Rather than a bunch of `print()` statements, our data engineering approach will write out to `logging`. This means we can track any issues in the standalone log rather than relying on catching any mistake while the code runs.

We also will create a `Config` that will store the paths we need for data and the constants such as exchange rate and so on. By making these independent, they are easier to control and change.

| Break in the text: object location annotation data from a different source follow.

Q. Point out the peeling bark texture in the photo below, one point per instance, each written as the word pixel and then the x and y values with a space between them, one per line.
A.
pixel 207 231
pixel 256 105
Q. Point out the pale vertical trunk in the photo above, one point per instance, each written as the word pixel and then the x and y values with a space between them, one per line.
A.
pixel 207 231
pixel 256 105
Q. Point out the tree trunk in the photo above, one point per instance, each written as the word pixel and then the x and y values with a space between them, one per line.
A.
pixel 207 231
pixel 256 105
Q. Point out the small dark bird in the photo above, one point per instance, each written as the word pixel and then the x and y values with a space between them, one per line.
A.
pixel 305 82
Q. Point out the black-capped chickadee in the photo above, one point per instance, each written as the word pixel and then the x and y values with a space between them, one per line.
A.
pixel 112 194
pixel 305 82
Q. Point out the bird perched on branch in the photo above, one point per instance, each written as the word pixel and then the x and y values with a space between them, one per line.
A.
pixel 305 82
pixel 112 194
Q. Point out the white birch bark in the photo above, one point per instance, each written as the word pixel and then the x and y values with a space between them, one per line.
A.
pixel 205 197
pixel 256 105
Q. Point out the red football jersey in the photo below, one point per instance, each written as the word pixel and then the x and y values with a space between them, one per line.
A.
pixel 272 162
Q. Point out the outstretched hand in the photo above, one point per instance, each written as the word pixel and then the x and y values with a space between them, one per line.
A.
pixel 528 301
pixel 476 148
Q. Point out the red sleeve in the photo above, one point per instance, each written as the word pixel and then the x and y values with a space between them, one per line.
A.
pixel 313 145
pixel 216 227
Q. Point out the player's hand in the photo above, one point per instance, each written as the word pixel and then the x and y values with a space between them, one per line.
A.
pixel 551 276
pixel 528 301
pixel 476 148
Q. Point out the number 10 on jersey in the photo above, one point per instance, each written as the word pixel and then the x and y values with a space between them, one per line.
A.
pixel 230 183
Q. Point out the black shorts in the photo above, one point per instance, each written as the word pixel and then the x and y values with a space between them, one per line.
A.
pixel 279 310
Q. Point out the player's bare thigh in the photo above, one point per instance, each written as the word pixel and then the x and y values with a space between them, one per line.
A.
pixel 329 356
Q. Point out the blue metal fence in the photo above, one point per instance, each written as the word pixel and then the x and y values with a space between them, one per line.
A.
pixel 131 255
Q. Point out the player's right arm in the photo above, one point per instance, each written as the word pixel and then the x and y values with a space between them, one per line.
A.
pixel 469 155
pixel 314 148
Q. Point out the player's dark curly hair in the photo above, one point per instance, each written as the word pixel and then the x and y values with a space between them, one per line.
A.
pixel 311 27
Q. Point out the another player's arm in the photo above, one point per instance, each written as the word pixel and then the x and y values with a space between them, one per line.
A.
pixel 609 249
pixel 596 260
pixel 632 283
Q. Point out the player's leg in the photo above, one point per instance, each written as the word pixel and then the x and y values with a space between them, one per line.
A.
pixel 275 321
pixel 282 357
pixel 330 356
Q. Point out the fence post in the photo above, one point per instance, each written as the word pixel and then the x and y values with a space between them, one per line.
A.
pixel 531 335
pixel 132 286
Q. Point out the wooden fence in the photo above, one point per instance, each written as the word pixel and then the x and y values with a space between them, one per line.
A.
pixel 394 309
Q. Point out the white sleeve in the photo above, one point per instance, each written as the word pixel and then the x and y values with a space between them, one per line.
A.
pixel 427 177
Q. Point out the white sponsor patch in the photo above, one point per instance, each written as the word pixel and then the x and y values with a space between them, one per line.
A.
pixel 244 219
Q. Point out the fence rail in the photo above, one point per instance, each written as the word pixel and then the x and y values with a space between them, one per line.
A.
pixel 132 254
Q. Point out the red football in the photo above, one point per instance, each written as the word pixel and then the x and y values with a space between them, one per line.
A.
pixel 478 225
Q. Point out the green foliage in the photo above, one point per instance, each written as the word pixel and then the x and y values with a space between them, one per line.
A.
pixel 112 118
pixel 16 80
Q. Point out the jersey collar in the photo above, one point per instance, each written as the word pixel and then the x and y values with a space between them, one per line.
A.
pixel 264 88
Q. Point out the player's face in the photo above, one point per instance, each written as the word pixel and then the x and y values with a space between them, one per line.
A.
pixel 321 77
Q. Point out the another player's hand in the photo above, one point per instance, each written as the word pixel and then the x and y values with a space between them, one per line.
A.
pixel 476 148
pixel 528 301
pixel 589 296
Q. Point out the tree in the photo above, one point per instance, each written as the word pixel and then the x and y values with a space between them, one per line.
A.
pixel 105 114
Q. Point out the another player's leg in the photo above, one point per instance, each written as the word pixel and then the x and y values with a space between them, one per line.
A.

In practice we would not include this in the code but in the overall platform (as stored 'secrets'), but that is hard to illustrate here.

In [None]:
# Setup logging (instead of print statements)
logging.basicConfig(level=logging.INFO, format='%(asctime)s - %(levelname)s - %(message)s')
logger = logging.getLogger(__name__)

# Use a config class (no more magic numbers)
@dataclass
class Config:
    # Paths (Ideally these come from env vars, but relative paths are better than absolute)
    INPUT_PATH: str = "data/raw/sales_data.csv"
    OUTPUT_PATH: str = "data/processed/scored_leads_{date}.csv"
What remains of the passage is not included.